Betrugsverdacht im Landgestüt Neustadt/Dosse

Das Brandenburgische Haupt- und Landgestüt Neustadt/Dosse ist ins Visier der Staatsanwaltschaft geraten: Es geht um den Verdacht der Untreue und des Betrugs.

Agrarminister Dietmar Woidke (SPD) bestätigte vor dem Kabinett und dem Agrarausschuss, dass er die Schwerpunktstaatsanwaltschaft für Korruption in Neuruppin eingeschaltet hat. Diese prüft nun nach Angaben von Oberstaatsanwalt Frank Winter, ob ein Anfangsverdacht besteht.

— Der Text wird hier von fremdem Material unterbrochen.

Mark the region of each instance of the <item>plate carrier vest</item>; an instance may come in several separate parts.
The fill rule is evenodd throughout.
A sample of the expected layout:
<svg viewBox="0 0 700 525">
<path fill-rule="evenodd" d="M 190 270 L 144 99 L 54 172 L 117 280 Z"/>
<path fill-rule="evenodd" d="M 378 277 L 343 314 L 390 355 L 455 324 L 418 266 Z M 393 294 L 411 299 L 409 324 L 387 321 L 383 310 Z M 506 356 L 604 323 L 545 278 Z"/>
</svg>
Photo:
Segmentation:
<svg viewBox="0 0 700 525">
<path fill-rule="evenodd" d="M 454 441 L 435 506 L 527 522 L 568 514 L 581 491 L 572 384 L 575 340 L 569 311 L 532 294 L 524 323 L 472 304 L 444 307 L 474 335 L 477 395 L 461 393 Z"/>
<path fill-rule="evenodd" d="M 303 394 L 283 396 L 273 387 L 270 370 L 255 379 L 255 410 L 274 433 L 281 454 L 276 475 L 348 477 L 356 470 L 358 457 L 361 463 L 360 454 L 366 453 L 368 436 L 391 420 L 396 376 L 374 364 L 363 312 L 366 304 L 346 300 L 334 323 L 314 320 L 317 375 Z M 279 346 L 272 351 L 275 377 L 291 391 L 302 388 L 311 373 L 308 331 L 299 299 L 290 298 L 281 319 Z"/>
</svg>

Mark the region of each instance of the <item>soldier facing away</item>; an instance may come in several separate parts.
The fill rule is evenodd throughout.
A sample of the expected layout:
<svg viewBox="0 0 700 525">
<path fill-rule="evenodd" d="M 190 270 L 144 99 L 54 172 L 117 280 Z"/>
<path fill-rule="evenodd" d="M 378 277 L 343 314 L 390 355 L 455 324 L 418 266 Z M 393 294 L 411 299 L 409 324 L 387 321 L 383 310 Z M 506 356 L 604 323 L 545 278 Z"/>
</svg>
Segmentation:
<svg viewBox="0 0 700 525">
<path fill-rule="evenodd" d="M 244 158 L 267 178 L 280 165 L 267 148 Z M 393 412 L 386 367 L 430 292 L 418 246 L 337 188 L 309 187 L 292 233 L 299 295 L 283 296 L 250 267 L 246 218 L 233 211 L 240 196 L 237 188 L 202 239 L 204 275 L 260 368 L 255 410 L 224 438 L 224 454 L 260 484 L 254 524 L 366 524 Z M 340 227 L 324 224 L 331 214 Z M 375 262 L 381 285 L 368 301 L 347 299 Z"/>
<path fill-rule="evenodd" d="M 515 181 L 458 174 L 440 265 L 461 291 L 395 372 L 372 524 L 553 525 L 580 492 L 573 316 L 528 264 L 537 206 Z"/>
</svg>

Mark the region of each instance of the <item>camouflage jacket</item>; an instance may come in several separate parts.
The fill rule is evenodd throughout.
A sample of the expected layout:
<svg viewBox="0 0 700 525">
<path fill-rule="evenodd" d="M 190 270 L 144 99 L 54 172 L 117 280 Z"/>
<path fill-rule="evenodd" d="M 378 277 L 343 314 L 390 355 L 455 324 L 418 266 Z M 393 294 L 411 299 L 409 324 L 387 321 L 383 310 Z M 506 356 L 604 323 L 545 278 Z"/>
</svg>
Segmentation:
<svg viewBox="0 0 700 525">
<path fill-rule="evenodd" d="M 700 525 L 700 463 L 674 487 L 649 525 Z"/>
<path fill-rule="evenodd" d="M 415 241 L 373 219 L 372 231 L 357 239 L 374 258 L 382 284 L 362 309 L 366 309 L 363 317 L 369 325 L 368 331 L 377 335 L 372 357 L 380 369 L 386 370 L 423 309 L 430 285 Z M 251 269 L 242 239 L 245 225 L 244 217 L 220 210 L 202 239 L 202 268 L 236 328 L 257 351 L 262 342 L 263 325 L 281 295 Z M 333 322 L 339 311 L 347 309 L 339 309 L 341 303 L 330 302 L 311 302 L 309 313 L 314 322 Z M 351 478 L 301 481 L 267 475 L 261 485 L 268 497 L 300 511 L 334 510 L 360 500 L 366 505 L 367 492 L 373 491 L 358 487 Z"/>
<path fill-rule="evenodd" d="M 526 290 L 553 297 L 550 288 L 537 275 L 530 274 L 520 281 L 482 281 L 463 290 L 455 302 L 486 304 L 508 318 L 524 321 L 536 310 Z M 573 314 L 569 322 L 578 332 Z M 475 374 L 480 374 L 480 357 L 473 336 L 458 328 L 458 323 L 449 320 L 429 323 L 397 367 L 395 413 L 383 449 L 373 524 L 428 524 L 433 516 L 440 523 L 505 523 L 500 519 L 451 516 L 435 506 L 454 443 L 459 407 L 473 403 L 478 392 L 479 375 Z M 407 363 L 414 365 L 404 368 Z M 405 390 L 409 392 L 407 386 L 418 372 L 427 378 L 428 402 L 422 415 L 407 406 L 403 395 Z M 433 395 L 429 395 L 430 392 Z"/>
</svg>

Die vom Ministerium im November 2008 beauftragte Wirtschaftsprüfer fanden Brisantes über den Umgang mit öffentlichen Geldern und persönliche Verwicklungen heraus: Obwohl die Agrargenossenschaft Sieversdorf mehrmals das beste Angebot für die Bewirtschaftung der landwirtschaftlichen Fläche des Gutes abgab, hatte ein Mitarbeiter der Stiftung den Zuschlag erhalten. Dies habe die Stiftung 2007 rund 60 000 Euro zu viel gekostet, 2007 waren es sogar 91 000 Euro, so die Aussage des Gutachtens, das dieser Zeitung vorliegt. Kritisiert werden auch fehlende Leistungsnachweise durch das Parkhotel, das der Ehefrau des früheren Geschäftsführers und Landesstallmeisters Jürgen Müller gehört. Es habe die Aufträge ohne Ausschreibung erhalten. Die frühere Geschäftsführung habe Entscheidungen offensichtlich nicht ausreichend im Interesse der Stiftung gesteuert, so die Wirtschaftsprüfer. Agrarminister Woidke hatte nach eigenen Angaben 2005 den Rechnungshof um Prüfung gebeten. Die Prüfer rügten schon damals, dass die Stiftung Aufträge ohne Ausschreibung erteilt habe.

Es gibt erste personelle Konsequenzen: Nach Informationen dieser Zeitung hat Stiftungsratschef Ralf Andrä gestern um seine Ablösung gebeten. Neuer Stiftungsratschef soll Woidkes Staatssekretär Dietmar Schulze werden.